Architectural Flow Comparison
1. Standard OpenClaw (Without Judge)
graph TD
A1[User Request via Slack/WhatsApp] --> B1[OpenClaw Gateway]
B1 --> C1[LLM Agent]
C1 -->|Hallucinates Success| D1[Generates Code/Action]
D1 --> E1[User assumes it works]
style C1 fill:#2d334a,stroke:#8892b0,stroke-width:1px2. OpenClaw + OpenJudge (Enforced Synergy)
graph TD
A2[User Request via Slack/WhatsApp] --> B2[OpenClaw Gateway]

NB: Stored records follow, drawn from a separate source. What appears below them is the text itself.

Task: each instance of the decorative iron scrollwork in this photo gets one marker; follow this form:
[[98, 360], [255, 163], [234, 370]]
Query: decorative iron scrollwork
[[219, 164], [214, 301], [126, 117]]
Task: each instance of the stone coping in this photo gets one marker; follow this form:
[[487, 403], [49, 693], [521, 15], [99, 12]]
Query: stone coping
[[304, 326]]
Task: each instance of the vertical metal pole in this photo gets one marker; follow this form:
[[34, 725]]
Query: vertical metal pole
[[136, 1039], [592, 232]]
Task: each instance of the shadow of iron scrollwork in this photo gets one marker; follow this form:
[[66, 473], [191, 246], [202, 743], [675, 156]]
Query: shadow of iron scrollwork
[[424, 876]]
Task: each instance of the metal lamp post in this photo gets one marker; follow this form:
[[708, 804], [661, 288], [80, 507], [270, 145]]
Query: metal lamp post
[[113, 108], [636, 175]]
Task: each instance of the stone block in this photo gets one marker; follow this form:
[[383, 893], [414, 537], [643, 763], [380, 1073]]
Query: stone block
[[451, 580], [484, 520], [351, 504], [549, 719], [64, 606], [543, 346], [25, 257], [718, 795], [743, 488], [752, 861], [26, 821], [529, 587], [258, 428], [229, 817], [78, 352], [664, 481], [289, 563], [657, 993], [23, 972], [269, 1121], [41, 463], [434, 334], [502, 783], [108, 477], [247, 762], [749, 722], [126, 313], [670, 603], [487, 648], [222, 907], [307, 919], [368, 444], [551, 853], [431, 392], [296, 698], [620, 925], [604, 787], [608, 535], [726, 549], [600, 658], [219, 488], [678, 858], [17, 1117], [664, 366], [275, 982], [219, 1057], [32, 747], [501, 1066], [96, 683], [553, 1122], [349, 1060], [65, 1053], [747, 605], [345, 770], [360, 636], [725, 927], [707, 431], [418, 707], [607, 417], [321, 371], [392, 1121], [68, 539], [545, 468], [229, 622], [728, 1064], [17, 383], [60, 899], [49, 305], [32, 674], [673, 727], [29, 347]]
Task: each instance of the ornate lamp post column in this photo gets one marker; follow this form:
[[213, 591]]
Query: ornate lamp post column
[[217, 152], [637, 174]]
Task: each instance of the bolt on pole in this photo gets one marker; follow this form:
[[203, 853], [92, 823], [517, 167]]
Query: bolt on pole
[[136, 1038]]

B2 --> C2[OpenJudge Cognitive Loop]
C2 --> D2[LLM Agent Proposes Action]
D2 --> E2{Physical Execution via OpenClaw Nodes}
E2 -->|Fail| F2[Strict State Correction]
F2 --> C2
E2 -->|Pass| G2[Empirical Verdict]
G2 --> H2[Verified Delivery to User]
style C2 fill:#003050,stroke:#00f0ff,stroke-width:2px
style E2 fill:#331515,stroke:#ff4b2b,stroke-width:2px
style G2 fill:#103c20,stroke:#2ea043,stroke-width:2pxImplementation Example (Conceptual RPC Bridge):
To adapt OpenJudge to run over OpenClaw, you simply redirect the Execution Tools (tools.py) to hit the OpenClaw WebSocket Gateway instead of the local OS kernel:
# Instead of local subprocess in OpenJudge's tools.py:
def execute_bash(command: str) -> str:
# return subprocess.run(command, ...)
# Route it through the OpenClaw Gateway RPC:
async def execute_bash(command: str) -> str:
response = await openclaw_rpc.invoke("node.invoke", {
"action": "system.run",
"payload": {"command": command}
})
return response.stdoutIn this architecture, OpenJudge becomes the master verification loop, driving OpenClaw's extensive toolset to empirically prove code, DOM state, and system operations across your entire device fleet.